What Causes Psychotic Depression?

People with psychotic depression are more likely to have other family members who are living with mental health conditions. While no specific region of the brain or gene “causes” psychotic depression, scientists have observed differences in neurotransmitters and hormones when compared with persons living with depression without psychosis.

Like other types of depression, women are more likely to experience psychotic depression than men are. 

How is Psychotic Depression Treated?

Because of the increased risk of suicide, psychotic depression often requires inpatient hospitalization for effective treatment. There are no FDA-approved treatments for psychotic depression, but two treatment options are often effective:

  • A combination of antidepressant and antipsychotic medications. These medications are usually helpful but may take up to several months before seeing their full effect.
  • Electroconvulsive therapy (ECT). In some cases, ECT can achieve life-saving results in less than a few weeks. ECT can have serious side effects, including memory loss, but it is often the treatment of choice for people experiencing serious thoughts of suicide.
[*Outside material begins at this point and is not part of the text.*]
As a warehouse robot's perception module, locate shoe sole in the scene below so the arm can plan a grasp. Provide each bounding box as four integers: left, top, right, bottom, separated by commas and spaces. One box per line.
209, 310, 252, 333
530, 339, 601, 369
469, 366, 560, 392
While psychotherapy such as cognitive behavioral therapy (CBT) is not a recommended primary treatment for psychotic depression, it can be very helpful as a secondary treatment option. As with any other illness, you should discuss all treatment options with your psychiatrist or other mental health professional.

With effective treatment, most people with psychotic depression will experience recovery. Ongoing treatment to prevent symptoms from returning is often necessary.

The support of family and friends can also improve the chances of recovery. Empathic, non-judgmental, support and encouragement in treatment can lead to better outcomes. This support combined with proper psychiatric care can lead to sustained wellness and recovery.